Date of Award

Spring 5-10-2014

Degree Type


Degree Name

Doctor of Philosophy (PhD)



First Advisor

Dr. Jenny J. Yang


The Ca2+-sensing receptor (CaSR) regulates the calcium homeostasis in the human body via sensing fluctuations in the extracellular Ca2+ concentration. Naturally occurring mutations in the CaSR could result in Ca2+ regulation disorders. In the present study, we use several complementary approaches including imaging [Ca2+]i response in living cells at the cellular level and using molecular dynamic (MD) simulations at the atomic level to provide important insights into the behavior of the receptor in both normal and disease statuses. We demonstrated that the molecular connectivity between [Ca2+]o–binding sites is responsible for the functional positive homotropic cooperativity in the CaSR’s response to [Ca2+]o. Naturallyoccurring disease mutations near Site 1 disrupted the cooperativity. We further identified an L-Phe-binding pocket adjacent to Ca2+-binding Site 1, which is essential for functional positive heterotropic cooperativity by having a global impact on all five of the predicted Ca2+-binding sites in the ECD with regards to [Ca2+]o-evoked [Ca2+]i signaling.

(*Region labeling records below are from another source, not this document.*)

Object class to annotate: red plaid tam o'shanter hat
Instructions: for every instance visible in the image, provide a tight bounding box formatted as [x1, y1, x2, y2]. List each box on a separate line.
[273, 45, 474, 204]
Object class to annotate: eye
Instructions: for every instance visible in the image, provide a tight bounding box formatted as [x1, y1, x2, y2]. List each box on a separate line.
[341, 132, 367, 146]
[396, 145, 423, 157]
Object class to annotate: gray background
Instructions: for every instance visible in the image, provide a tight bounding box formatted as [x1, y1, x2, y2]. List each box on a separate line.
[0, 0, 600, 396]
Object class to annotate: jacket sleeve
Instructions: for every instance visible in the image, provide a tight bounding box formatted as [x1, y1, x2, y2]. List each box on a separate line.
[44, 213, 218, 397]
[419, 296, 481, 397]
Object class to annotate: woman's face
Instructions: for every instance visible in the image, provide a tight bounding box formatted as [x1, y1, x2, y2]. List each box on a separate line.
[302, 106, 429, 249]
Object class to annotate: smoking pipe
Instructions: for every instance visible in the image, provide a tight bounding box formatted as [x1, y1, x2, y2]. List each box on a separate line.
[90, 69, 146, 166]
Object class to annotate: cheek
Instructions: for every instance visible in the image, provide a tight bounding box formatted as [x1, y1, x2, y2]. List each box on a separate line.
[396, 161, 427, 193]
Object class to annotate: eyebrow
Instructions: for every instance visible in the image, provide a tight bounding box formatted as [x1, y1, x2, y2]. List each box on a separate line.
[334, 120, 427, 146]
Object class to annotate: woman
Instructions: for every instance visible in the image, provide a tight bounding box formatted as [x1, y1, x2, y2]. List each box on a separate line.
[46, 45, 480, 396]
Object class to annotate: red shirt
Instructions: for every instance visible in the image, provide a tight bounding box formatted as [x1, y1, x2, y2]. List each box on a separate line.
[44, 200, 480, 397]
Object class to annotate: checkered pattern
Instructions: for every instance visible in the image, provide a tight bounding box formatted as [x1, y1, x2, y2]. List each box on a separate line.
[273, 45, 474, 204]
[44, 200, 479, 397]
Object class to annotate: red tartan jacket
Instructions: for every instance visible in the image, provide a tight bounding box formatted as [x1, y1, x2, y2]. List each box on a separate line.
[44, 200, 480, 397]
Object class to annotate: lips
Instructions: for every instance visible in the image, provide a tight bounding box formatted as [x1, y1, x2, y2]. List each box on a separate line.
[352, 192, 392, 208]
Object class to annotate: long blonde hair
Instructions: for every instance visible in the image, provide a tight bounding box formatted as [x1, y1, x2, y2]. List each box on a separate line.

Furthermore, the CaSR’s ECDs have been expressed using both bacteria and mammalian systems and were characterized using the fluorescence titration spectroscopy, circular dichroism technique as well as the NMR spectroscopy. Our studies show calcium and Phe directly bind to the ECD domain directly and interactively. Moreover, we also demonstrated that intracellular trafficking of the CaSR is a complex process, which involves modulation by calmodulin and can possibly be affected by different CaSR isoforms when expressing in various cell lines. The studies on the isolated proteins will pave the way for future protein crystallization and related structural research.